Worldwide PC shipments are forecast to decline by 7.3% year over year in 2016 according to an updated forecast from the International Data Corporation (IDC).
The outlook continues to call for progressively smaller declines through 2017 followed by stable volume in 2018. However, growth in 2016 is now expected to be roughly 2% below earlier projections as conditions have been weaker than expected. Growth in the first quarter of 2016 (1Q16) came in at -12.5%, just below IDC's forecast of -11.3%, and inhibitors such as weak currencies, depressed commodity prices, political uncertainty, and delayed projects continue to constrain shipments.
Although growth rates for devices such as phones and tablets continue to fall, potentially reducing the competitive pressure on PCs, we have not seen this translate into stronger PC shipments. The financial pressure on consumers across regions, and the availability of alternatives such as delaying a PC replacement by using a free Windows 10 upgrade or relying more on other devices continues to pressure consumer PC shipments. Similarly, while a large share of enterprises are evaluating Windows 10, the pace of new PC purchases has not yet stabilized commercial PC shipments.
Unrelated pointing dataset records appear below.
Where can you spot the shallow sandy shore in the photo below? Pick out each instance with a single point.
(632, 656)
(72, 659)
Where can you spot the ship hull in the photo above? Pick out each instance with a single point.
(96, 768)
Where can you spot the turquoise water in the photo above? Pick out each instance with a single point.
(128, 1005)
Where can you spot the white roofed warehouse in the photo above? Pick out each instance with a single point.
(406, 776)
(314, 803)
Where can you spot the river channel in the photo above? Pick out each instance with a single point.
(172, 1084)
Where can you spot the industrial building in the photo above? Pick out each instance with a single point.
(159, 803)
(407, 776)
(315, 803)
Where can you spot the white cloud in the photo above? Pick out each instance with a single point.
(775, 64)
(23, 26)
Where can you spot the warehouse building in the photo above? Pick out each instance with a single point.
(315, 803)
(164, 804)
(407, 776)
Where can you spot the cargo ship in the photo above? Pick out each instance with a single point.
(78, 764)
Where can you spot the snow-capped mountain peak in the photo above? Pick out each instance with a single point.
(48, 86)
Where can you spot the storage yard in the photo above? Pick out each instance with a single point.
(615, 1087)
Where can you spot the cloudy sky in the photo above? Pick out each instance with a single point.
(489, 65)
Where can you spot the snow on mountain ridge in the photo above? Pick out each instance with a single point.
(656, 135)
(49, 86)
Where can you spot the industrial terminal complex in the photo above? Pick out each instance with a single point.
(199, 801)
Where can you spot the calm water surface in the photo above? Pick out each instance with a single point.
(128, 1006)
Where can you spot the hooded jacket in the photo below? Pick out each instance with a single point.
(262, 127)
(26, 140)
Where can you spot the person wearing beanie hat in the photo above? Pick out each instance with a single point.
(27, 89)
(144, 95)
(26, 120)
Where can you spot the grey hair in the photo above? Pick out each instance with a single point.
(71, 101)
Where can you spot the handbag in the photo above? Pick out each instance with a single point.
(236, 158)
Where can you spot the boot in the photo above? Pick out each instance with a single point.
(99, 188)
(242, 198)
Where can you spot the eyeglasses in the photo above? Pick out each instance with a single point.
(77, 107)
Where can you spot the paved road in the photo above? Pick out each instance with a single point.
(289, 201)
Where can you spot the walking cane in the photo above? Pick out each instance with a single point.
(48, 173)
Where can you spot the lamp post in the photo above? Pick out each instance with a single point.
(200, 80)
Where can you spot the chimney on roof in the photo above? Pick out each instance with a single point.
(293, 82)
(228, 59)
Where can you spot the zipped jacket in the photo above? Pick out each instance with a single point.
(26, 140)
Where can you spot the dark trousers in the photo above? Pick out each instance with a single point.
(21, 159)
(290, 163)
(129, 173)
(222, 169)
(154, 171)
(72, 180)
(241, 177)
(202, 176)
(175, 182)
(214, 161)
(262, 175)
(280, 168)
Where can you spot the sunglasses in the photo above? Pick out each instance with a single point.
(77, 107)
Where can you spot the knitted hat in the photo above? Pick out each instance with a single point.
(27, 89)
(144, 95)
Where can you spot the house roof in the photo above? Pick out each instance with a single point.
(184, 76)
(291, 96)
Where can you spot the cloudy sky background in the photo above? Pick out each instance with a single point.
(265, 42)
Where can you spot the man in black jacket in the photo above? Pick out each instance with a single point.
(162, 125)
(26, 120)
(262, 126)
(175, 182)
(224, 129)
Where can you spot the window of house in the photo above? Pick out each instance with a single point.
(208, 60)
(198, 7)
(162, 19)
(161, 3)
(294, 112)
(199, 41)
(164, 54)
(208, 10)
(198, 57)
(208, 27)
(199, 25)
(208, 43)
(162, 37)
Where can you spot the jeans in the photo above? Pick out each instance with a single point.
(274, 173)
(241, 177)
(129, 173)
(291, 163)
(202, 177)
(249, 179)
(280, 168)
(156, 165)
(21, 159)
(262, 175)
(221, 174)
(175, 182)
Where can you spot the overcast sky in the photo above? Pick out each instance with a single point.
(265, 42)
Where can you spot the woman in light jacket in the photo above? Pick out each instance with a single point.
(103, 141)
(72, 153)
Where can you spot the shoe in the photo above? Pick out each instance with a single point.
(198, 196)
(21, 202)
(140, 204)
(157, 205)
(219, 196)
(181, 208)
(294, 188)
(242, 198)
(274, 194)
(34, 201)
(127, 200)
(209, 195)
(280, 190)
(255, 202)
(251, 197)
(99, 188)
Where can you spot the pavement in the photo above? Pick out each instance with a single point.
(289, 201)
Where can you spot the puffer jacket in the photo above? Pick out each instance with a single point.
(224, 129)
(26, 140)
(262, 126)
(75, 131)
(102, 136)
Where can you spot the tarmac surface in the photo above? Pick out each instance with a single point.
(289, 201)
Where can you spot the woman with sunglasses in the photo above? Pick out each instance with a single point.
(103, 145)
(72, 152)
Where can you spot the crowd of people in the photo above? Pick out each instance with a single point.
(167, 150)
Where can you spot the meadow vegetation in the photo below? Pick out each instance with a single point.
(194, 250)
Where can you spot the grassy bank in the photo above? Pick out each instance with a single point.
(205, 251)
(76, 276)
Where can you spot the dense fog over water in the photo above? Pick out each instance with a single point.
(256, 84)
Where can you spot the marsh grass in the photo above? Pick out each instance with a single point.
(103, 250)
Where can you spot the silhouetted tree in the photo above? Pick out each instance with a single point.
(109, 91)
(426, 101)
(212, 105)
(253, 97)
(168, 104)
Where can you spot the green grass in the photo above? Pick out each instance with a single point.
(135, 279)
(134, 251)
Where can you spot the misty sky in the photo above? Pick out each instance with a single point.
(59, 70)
Detachable Tablets also present a growing challenge as specs and price increasingly compare favorably against notebook PCs. Combining detachable tablets with PCs, the market is projected to decline by just over 2 percent in 2016 with small positive growth in later years, though still falling well short of peak shipments.
The U.S. PC market suffered a rough opening salvo. "There are some strong market drivers imminent," said Linn Huang, research director, Devices & Displays. "Chromebooks should continue their rapid ascent in U.S. K-12 as we enter the peak education buying season. We also believe that some organizations will have been testing Windows 10 throughout the year and will start the transition in earnest towards the end of the year. Still, the backdrop to all of that remains an ever softening consumer PC market."